Wireless Speech Transmission.
During the year 1915 very notable development in radio-telephony, the transmission of speech without wires, was made.
On April 4th the Bell telephone engineers were successful in transmitting speech from a radio station at Montauk Point, on Long Island, to Wilmington, Del.
On the 27th of August, with the Bell apparatus, installed by permission of the Navy Department at the Arlington, Va., radio station, speech was successfully transmitted from Arlington, Va., to the Navy wireless station equipped with Bell apparatus at the Isthmus of Panama.
On September 29th speech was successfully transmitted by wire from the headquarters of the company at 15 Dey Street, New York, to the radio station at Arlington, Va., and thence by radio or wireless telephony across the continent to the radio station at Mare Island Navy Yard, Cal.
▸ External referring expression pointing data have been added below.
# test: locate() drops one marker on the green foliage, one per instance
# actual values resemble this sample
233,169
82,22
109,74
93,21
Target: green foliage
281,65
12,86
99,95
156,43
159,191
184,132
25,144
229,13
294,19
Setting Poles Across a Shallow Lake in Nevada During the Construction of the Transcontinental Line of the Bell System
On the next morning, at about one o’clock, Washington time, wireless telephone communication was established between Arlington, Va., and Pearl Harbor in the Hawaiian Islands, where the Bell engineer, together with United States naval officers, distinctly heard words spoken into the apparatus at Arlington.
On October 22d, from the Arlington tower in Virginia, speech was transmitted across the Atlantic Ocean to the Eiffel Tower at Paris, where the Bell engineers, in company with French military officers, heard the words spoken at Arlington.
On the same day, when speech was being transmitted by the Bell apparatus at Arlington to the engineers and the French military officers at the Eiffel Tower in Paris, the telephone company’s representative at Pearl Harbor, Hawaii, together with an officer of the United States Navy, heard the words spoken from Arlington to Paris.
By Means of the Universal Bell System the Nation May be Promptly Organized for United Action in Any Great National Movement
It is believed that wireless telephony will form a most important adjunct and extension to the existing schemes of communication. By its means communication can be established between points where it is impracticable to extend wires. For many reasons wireless telephony can never take the place of wire systems, but it may be expected to supplement them in a useful manner. Wireless telephone systems are subject to serious interference from numerous conditions, atmospheric and others. For many uses the fact that anyone suitably equipped can listen in on a wireless telephone talk would be a serious limitation to its use.